Je lui lançai un regard assassin. Je venais de la sauver des griffes de cette enflure et j’avais presque droit à la soupe à la grimace. Elle ne put s’empêcher de sourire devant mon expression scandalisée.
— Vous n’êtes pas très dégourdi pour un résistant.

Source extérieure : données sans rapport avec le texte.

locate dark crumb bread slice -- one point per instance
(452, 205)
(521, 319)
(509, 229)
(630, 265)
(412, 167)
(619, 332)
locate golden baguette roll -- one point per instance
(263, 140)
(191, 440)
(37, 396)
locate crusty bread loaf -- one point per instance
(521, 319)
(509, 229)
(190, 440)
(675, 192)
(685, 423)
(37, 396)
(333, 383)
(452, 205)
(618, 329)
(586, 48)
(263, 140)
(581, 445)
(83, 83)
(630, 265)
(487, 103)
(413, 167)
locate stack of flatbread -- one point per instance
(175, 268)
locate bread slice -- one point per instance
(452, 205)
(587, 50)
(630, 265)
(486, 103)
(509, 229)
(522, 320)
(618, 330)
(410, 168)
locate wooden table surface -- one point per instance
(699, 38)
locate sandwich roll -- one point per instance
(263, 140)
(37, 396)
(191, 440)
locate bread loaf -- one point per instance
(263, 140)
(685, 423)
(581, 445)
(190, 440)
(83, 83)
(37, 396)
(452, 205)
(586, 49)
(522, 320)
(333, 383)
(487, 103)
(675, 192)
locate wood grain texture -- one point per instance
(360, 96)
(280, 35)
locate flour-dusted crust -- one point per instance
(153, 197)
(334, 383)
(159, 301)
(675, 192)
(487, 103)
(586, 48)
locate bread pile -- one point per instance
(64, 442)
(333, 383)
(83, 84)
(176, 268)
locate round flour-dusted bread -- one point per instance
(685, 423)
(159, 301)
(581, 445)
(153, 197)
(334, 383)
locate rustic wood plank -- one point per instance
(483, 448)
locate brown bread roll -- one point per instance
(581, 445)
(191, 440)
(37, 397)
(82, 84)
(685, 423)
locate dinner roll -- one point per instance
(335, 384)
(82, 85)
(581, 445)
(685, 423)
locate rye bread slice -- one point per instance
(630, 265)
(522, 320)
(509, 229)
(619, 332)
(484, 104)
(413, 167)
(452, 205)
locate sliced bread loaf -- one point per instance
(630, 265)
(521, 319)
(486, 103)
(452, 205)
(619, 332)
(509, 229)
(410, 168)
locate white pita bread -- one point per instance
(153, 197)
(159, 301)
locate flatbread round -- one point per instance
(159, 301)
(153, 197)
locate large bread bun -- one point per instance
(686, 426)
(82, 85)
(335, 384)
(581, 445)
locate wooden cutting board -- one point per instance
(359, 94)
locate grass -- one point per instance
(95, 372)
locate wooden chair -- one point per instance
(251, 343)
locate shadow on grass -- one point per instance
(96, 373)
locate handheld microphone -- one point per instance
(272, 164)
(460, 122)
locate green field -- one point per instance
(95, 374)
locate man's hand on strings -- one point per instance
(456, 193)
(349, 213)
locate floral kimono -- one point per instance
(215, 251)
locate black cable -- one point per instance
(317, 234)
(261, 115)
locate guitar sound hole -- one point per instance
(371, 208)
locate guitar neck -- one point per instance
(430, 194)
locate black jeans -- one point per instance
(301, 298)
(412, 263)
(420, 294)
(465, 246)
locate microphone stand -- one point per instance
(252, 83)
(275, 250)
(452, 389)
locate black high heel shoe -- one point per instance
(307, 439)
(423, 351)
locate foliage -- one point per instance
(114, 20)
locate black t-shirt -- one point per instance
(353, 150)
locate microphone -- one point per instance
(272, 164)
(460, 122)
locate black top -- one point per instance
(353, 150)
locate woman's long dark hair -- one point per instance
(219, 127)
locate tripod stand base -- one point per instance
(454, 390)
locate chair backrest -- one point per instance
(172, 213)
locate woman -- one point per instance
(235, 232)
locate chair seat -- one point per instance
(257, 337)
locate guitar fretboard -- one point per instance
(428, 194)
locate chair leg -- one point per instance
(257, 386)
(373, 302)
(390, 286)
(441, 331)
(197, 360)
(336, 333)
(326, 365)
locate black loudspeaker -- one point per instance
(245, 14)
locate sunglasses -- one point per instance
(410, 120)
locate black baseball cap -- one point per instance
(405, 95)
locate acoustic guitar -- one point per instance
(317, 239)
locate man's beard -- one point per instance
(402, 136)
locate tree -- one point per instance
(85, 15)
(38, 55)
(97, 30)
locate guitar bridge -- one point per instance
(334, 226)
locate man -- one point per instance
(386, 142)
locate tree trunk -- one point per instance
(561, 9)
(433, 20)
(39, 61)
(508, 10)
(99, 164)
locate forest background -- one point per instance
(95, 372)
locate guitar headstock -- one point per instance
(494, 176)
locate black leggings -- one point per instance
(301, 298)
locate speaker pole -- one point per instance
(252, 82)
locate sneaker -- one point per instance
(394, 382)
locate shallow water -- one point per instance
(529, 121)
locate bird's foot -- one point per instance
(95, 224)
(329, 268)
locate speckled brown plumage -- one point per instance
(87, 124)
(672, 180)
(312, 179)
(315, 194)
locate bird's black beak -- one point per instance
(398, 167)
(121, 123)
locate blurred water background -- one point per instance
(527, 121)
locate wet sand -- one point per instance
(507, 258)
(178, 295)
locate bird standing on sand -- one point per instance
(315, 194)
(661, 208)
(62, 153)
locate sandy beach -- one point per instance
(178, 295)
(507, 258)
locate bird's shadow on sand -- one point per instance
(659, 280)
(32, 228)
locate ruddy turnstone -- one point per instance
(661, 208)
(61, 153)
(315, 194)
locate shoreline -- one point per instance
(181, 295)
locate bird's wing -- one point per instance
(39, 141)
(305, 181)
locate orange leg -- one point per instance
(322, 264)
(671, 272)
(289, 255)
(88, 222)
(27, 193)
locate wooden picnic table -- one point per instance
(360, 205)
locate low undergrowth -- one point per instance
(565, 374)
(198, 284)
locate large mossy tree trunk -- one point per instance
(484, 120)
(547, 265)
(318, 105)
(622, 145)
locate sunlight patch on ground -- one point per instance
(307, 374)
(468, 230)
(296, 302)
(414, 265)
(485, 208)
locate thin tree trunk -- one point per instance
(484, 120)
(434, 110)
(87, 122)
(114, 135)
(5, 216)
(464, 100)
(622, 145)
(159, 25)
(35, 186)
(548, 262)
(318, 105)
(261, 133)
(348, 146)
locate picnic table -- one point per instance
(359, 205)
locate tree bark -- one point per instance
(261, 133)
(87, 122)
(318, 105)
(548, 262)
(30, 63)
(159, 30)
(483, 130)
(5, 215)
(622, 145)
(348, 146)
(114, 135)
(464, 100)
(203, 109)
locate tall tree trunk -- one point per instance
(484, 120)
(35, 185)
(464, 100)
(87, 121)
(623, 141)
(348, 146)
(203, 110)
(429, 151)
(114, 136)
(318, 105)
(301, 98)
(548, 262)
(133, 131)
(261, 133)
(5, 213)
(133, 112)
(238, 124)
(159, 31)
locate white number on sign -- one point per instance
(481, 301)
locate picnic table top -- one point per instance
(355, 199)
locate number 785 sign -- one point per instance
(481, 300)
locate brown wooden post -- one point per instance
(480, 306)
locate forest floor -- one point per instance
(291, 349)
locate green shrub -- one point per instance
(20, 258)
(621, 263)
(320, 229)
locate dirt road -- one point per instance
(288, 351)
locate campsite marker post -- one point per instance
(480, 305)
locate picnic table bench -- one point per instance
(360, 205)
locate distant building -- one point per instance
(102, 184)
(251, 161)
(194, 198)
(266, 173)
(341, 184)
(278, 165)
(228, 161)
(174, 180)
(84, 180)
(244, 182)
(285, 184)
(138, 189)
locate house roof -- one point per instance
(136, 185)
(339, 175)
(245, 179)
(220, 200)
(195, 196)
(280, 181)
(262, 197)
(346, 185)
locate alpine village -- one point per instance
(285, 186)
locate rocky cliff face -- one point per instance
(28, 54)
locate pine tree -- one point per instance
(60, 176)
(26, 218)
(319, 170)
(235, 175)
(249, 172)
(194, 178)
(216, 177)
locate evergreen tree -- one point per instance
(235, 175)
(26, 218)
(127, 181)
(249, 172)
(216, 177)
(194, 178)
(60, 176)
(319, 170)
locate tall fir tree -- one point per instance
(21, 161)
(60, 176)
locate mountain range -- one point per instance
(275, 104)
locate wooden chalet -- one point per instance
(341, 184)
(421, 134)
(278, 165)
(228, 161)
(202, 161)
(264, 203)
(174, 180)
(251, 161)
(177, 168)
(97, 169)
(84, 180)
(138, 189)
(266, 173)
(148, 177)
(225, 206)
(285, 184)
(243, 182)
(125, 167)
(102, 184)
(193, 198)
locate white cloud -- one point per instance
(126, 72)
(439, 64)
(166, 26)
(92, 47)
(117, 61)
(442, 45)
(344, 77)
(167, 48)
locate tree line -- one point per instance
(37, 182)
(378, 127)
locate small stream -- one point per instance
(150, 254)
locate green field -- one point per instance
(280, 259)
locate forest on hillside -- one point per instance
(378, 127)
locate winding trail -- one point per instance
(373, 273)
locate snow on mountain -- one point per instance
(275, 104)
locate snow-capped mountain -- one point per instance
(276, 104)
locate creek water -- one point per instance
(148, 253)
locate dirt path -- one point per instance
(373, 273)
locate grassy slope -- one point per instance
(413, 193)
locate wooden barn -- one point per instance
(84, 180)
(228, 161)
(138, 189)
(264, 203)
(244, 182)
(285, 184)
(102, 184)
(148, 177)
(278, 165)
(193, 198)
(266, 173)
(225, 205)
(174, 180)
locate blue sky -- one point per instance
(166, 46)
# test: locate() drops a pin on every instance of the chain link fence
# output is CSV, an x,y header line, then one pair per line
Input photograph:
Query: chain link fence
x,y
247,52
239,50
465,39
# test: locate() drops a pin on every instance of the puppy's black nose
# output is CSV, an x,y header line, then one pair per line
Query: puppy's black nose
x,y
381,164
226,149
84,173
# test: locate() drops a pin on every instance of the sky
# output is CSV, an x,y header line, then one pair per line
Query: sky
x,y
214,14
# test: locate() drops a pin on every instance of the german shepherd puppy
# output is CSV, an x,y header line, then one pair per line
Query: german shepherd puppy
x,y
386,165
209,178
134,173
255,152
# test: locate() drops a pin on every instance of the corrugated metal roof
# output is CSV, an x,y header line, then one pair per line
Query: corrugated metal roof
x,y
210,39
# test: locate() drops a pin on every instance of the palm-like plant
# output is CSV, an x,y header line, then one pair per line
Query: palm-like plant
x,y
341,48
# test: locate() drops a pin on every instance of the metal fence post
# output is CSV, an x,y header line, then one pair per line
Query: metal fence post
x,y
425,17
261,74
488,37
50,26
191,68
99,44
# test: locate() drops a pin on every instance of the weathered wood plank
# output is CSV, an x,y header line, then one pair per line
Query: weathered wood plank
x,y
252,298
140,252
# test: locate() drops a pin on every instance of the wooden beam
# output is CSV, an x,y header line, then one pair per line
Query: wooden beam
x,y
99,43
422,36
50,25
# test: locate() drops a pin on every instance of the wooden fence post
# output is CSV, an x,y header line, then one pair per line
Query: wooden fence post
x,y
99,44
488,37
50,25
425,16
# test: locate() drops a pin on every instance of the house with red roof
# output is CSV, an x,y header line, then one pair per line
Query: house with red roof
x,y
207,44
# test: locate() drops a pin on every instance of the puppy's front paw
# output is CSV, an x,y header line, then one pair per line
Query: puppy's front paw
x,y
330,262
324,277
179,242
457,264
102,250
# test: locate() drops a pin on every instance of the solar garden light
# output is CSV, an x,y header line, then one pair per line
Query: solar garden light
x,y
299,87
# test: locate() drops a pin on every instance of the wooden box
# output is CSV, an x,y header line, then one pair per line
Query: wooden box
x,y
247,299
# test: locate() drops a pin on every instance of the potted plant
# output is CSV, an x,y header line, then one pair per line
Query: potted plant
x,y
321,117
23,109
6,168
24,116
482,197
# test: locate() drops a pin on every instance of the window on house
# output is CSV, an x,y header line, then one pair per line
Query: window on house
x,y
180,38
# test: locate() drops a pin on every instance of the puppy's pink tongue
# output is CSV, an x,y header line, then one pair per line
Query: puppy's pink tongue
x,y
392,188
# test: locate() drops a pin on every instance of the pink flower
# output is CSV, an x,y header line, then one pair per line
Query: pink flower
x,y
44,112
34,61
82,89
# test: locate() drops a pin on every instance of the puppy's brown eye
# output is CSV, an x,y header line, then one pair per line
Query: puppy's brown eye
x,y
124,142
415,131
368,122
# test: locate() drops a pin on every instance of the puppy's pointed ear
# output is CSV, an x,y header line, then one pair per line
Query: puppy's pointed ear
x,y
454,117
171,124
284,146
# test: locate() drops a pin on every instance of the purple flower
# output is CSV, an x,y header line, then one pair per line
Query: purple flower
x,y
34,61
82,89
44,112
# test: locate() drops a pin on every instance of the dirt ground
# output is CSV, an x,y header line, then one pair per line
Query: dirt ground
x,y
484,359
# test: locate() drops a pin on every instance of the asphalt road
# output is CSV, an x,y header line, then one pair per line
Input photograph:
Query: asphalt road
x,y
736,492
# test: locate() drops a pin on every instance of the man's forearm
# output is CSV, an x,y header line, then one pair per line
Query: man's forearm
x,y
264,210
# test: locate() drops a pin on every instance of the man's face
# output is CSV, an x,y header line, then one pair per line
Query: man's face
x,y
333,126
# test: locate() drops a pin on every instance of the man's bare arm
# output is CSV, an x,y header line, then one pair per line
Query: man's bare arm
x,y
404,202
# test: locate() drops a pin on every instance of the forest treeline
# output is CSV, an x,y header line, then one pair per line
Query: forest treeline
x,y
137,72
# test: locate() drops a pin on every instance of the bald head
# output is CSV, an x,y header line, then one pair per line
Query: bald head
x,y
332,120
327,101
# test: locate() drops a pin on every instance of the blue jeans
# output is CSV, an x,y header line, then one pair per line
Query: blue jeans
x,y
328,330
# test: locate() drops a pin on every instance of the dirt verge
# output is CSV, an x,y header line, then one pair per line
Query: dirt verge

Ne me dites pas que c’est la première fois que vous voyez un cadavre ?
— Non, ce n’est pas la première fois, et je ne suis pas un résistant.
— Vous mentez mal, pour un résistant.
— J’aurais mieux fait de ne pas me mêler de vos affaires.
Elle s’esclaffa et me donna un petit coup de coude dans les côtes.
— Arrêtez de bouder comme un enfant de cinq ans. Je plaisantais.
— Et vous ? Pourquoi n’avez-vous pas donné l’alerte ? Vous auriez pu nier toute implication. Vous êtes célèbre, allemande, personne ne vous aurait posé de questions.
— Heinrich était un salaud, il n’a eu que ce qu’il méritait. Et puis, cette fois-ci, c’était à mon tour de vous sauver la mise. Si vous ne l’aviez pas tué, je l’aurais fait à votre place.
— Je… Je ne voulais pas en arriver là…
Mes yeux s’embuèrent. La gorge nouée, je détournai la tête pour cacher mon émotion. Éva posa sa main sur la mienne. La fraîcheur de sa paume me fit frissonner.
— C’était un accident. Vous n’avez rien à vous reprocher. Je sais que ça ne soulagera pas votre conscience, mais cet homme était une véritable ordure.
Sa présence et sa proximité me rassurait. Les effluves de son parfum m’apaisaient. Le cœur battant à tout rompre, j’osai lui lancer un regard. Lorsqu’elle retira ses doigts, un fourmillement désagréable remonta le long de mon bras. De violents tremblements se répandirent dans mes muscles, puis soudain, ma vue se brouilla.